OLYMPIA -- State Senate committee members on Monday considered a bill that would require insurance companies in Washington to cover abortion. The measure brought out everyone from Planned Parenthood to the Roman Catholic Church.
Right now, virtually all insurance plans in Washington state cover abortion. However, with the full implementation next year of the federal health insurance law, sometimes called "Obamacare," some are worried that the new insurance plans that will be coming on line won’t offer than benefit.
“I don’t know every other woman’s story, but I know my story,” Lonnie Johns Brown, who years ago had an abortion, said during a hearing of the state Senate Health Care Committee. “I was 26. Failed marriage. Minimum wage job. I was fortunate; my employer had abortion coverage.”
State Senate Health Care Committee Chairwoman Randi Becker, R-Eatonville, says the abortion insurance coverage bill will not get out of her committee this year.
Brown supports the bill’s mandate that any insurance company that offers maternity care also offer abortion services as well.
“I only ask that we continue the practice in our state of making sure that woman have the access to the health care services that they need,” Brown told committee members.
But others told lawmakers that mandating abortion coverage would be unfair to those who oppose the procedure.
Colleen Walker testified that the measure “will force those who want to pay for maternity coverage and bring life into the world to also pay coverage for a procedure that brings death to a child.”

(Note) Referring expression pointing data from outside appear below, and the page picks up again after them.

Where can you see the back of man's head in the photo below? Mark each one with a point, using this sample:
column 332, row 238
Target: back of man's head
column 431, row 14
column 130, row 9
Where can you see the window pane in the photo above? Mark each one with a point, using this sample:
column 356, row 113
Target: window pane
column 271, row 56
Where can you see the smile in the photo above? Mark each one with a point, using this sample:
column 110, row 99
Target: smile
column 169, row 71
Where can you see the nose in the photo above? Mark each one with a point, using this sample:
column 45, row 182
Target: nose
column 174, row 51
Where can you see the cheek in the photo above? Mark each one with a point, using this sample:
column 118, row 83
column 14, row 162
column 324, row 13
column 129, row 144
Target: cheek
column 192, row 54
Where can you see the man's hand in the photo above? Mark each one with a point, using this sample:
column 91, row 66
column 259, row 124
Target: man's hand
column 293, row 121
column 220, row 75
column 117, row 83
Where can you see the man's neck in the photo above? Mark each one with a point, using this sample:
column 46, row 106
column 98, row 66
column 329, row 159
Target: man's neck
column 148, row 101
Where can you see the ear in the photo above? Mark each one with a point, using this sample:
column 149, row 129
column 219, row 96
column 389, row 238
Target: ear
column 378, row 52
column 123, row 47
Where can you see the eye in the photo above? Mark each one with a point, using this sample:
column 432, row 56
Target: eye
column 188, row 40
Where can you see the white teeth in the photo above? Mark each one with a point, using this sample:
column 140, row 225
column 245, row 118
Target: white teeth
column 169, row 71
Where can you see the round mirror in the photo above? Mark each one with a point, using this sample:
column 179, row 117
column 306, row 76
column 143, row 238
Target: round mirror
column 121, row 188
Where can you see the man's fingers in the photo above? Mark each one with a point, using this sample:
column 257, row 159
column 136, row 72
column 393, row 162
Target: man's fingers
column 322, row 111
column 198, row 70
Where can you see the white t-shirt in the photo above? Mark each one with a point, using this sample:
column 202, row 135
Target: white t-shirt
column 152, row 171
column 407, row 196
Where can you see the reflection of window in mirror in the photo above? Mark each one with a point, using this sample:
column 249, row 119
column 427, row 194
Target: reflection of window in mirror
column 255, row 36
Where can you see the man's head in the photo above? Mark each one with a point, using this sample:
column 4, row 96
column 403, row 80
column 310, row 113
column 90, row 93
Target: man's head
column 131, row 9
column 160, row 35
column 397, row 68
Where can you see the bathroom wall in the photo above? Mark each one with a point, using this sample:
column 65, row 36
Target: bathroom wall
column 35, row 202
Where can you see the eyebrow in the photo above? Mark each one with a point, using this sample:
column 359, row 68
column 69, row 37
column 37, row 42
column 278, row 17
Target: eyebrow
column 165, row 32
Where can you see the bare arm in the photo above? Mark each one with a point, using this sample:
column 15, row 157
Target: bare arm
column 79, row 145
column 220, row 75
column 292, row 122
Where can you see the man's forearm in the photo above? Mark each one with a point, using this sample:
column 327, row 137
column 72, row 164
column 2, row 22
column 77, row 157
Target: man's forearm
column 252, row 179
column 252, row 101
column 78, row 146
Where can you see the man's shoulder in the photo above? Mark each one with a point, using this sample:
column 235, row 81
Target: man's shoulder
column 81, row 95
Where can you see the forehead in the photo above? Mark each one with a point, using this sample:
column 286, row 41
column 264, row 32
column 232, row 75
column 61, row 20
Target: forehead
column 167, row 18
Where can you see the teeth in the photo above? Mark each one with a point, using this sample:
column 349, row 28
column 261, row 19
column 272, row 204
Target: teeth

Some business owners told lawmakers that they want insurance options that don’t require them to violate their personal morality.
“Why would some members of this committee want to take away my rights as a business owner to run my company according to my conscience?” asked Jim Mischel, who own Electric Mirror in Everett.
Supporters of the the bill, titled the Reproductive Parity Act, want to protect the coverage that is being eliminated in some other states.
“There are dozens of states that are moving to restrict insurance coverage and to restrict rights to reproductive health care services,” said state Sen. Karen Keiser, D-Kent. “This simply enshrines the status quo so that women are not having to jump through hoops. It’s common sense.”
The bill would provide an exemption for churches and faith-based nonprofits that want to offer insurance plans that don’t provide abortion services.
A letter was circulated with the signatures of 25 state senators – a majority – who support the bill and say they would vote for it if it came to the Senate floor. That appears unlikely to happen, however.
Senate Health Care Committee Chairwoman Randi Becker, R-Eatonville, adjourned Monday’s hearing without taking a vote, which means the legislation won’t advance by Wednesday’s legislative cutoff date.
“The bill will not move forward from here this year,” Becker said.